Expect this series to be marked by low-scoring, close contests and don't be surprised to see a couple of games head to overtime. In the end, "King Henrik" will be the difference as the Rangers get back to the conference finals for a second straight spring.

Rangers in six


(1) Chicago vs. (7) Detroit

Chicago began slowly in the first round against Minnesota, but the Blackhawks certainly looked like a legitimate Stanley Cup title threat by the time they end the series in five.

With a 24-game point streak to open the season and the NHL's best record, anything short of a trip to the Stanley Cup Finals for the Blackhawks this spring would be a disappointment. Although this battle is against a familiar Original Six foe, the Red Wings are going to have to play a near-perfect series to knock off Chicago.

The Blackhawks won all four meetings in this year's season series and has claimed seven straight against the Red Wings overall. Three of the four encounters between the clubs this season ended after regulation, while the other contest was a 7-1 rout in Detroit on March 31.
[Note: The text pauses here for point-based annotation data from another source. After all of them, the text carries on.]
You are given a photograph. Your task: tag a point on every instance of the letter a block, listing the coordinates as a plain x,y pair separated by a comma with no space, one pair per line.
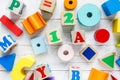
78,37
48,5
39,45
43,71
7,43
16,7
54,37
74,73
33,23
111,7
Chicago wore down the Wild in Round 1 thanks to its superior depth at both ends on the ice. The impressive roster includes plenty of familiar faces from the Blackhawks' Stanley Cup championship team of 2010. Forwards Patrick Kane, Jonathan Toews, Marian Hossa, Patrick Sharp and Dave Bolland, and defensemen Duncan Keith, Brent Seabrook and Niklas Hjalmarsson all helped Chicago lift the Cup three years ago and head coach Joel Quenneville is leaning heavily on that postseason experience this spring.

Detroit, meanwhile, is a team in transition since the retirement of captain and seven-time Norris-winning defenseman Nicklas Lidstrom. The Red Wings still have star players in forwards Pavel Datsyuk and new captain Henrik Zetterberg, but depth is an issue for this team making its 22nd straight appearance in the playoffs.

Chicago boasts superior horses at both ends of the ice and should be able to dictate the pace against the Red Wings. Detroit needs goaltender Jimmy Howard to steal two or three games if it expects to make it to the next round and the Blackhawks have too much firepower to make that a likely scenario.

Chicago in six

(4) Los Angeles vs. (5) San Jose

Although it may not have the traditional hockey market credibility of Round 2's Original Six battles, this matchup between Pacific Division rivals has the potential to be the most entertaining clash of the conference semifinals.

In one corner you have the defending Stanley Cup champion Kings. In the other is a San Jose club which has been a championship contender for years but has never been able to put it all together.

As the Western Conference's eighth seed a season ago, the Kings knocked off the Vancouver Canucks, St. Louis Blues, Phoenix Coyotes and New Jersey Devils to win their first Stanley Cup championship and did so without home-ice advantage in any of the four rounds. Los Angeles also opened up the 2013 postseason on the road with a rematch against the Blues and dropped the first two games of the series in St. Louis before rebounding to win the next four contests.

In this series, the Kings get to open a playoff set at home for the first time since 1992 and that advantage could loom large in this series. Los Angeles was 19-4-1 as the host this season and has won 10 straight on home ice, having not lost at the Staples Center since March 23.

San Jose won both road games in its first-round sweep of Vancouver, but struggled to a dismal 8-14-2 away mark during the regular season.

The Sharks' best bet to win this series is on the power play, where it scored on nearly 30 percent of its opportunities in the first round. Rising sniper Logan Couture is extremely dangerous on the man advantage for San Jose, but the Kings are one of the NHL's top penalty-killing teams and should have the solution to slowing down the Sharks.

Considering no team has won consecutive Stanley Cup titles since Detroit in 1997 and '98, the Kings will find repeating as champion a difficult task to complete. Still, head coach Darryl Sutter has a roster that's nearly identical to last season's magical playoff run and that should be enough to get L.A. past the Sharks as it earns another trip to the Western Conference finals.